The newly enacted CAT is imposed at $250, plus 0.57% of the businesses’ Oregon-sourced commercial activity over $1 million. However, taxpayers are allowed to deduct from their Oregon-sourced commercial activity 35% of either 1) cost inputs (cost of goods sold as defined by IRC section 471) or 2) labor costs, whichever is greater. Businesses with less than $1 million of Oregon-sourced commercial activity are explicitly excluded from paying the tax.

Prescribed methods for sourcing commercial activity such as sales and other transactions of real property, tangible personal property, intangible property, and services are included in the statute. In contrast, apportioning the statute’s two 35% deductions, cost inputs and labor costs, are calculated according to existing Oregon apportionment rules.

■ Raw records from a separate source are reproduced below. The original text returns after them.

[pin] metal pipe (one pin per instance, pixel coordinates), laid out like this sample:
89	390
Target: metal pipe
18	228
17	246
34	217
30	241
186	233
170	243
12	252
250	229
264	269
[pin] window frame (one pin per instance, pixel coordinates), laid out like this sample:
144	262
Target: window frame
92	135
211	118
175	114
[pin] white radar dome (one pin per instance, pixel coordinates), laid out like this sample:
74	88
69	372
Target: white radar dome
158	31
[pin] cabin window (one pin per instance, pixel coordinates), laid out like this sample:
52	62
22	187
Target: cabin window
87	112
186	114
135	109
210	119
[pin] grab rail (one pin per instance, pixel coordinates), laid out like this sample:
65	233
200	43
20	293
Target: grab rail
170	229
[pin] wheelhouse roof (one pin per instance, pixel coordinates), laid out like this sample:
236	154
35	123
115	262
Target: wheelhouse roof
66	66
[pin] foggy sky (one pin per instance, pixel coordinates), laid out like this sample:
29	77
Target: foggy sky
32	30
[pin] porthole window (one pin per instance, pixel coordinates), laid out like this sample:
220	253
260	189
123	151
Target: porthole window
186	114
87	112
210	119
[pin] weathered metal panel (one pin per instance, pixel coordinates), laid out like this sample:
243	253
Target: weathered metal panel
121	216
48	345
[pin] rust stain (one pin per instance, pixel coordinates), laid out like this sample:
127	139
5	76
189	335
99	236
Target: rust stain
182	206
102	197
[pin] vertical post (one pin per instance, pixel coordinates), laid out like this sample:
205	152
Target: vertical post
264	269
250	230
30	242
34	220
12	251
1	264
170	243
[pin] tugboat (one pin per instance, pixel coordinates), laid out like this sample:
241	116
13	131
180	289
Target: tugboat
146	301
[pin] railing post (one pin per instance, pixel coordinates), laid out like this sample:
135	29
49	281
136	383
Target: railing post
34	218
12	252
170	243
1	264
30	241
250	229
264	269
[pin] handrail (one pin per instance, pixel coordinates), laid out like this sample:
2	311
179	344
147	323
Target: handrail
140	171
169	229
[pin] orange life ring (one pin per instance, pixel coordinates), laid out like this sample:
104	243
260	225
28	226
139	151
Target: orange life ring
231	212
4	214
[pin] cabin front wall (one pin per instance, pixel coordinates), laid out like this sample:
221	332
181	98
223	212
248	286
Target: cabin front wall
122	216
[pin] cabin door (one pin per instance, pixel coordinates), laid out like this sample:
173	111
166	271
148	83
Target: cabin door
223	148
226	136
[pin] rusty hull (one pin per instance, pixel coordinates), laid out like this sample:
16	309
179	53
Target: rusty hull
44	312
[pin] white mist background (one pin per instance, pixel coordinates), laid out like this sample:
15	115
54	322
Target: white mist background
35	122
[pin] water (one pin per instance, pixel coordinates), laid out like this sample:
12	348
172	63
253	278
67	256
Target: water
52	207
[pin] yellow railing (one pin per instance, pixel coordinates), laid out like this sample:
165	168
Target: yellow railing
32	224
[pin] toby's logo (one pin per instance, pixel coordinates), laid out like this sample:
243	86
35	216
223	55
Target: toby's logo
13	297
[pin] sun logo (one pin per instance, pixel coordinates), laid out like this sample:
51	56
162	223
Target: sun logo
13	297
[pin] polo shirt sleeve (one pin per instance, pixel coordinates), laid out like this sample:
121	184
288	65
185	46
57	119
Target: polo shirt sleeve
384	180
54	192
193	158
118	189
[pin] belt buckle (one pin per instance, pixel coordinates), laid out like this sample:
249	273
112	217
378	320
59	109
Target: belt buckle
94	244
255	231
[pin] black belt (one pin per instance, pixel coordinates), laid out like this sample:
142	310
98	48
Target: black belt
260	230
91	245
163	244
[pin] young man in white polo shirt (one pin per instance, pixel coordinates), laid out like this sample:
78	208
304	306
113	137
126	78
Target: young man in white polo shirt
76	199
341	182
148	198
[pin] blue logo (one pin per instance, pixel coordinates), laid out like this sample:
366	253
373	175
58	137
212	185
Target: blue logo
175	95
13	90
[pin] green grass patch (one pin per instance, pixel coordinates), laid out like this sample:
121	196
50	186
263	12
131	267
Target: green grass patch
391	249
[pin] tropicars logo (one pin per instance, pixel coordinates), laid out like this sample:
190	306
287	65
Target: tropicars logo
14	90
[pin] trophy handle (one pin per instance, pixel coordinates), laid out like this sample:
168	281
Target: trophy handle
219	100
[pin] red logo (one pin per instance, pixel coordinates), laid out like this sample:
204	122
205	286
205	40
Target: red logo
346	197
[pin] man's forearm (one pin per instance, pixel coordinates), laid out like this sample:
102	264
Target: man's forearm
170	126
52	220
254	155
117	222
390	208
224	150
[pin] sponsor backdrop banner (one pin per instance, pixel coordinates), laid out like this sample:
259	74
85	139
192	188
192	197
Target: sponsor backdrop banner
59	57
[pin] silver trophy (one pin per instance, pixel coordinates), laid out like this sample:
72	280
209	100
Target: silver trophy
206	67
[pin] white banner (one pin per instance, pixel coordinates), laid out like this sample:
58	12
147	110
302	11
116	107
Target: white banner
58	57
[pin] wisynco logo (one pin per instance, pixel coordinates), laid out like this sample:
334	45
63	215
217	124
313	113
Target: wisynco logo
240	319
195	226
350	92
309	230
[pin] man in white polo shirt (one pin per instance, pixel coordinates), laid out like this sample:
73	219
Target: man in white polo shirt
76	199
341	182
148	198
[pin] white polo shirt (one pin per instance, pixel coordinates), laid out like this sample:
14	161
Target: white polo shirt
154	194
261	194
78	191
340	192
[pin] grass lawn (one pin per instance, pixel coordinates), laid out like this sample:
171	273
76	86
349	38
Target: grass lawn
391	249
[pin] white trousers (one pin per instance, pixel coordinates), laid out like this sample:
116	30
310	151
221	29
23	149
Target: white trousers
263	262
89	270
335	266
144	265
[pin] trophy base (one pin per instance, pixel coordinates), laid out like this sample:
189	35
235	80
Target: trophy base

This means throwback sales are included in the deduction apportionment, but not commercial activity sourcing. Deductions may not exceed 95% of the taxpayer’s commercial activity. Further, property bought outside of Oregon and brought into the state for use within one year must report the value as Oregon-sourced receipts.

Oregon’s CAT is effective Jan. 1, 2020. Businesses subject to the reporting requirement must remit quarterly payments throughout the year and file their return no later than April 15 of the following year.


The newly signed CAT in Oregon may significantly affect any business with Oregon-sourced commercial activity.

Additional guidance should be released in the coming months, and potential minor changes to the law by the Oregon legislature may be voted on and enacted soon.

Because the CAT is imposed at a rate of 0.57% of all Oregon-sourced commercial activity, the tax implications may be substantial. However, given the numerous exclusions to the definition of commercial activity, ascertaining the precise impact of the CAT may pose a challenge to many taxpayers. Additionally, the CAT requires registration within 30 days of meeting the nexus thresholds defined above. A penalty of $100 per month may be assessed for failing to register, up to $1,000 per calendar year. Any taxpayer with Oregon-sourced commercial activity should consult with their tax advisor in order to best determine how Oregon’s newly enacted CAT affects them.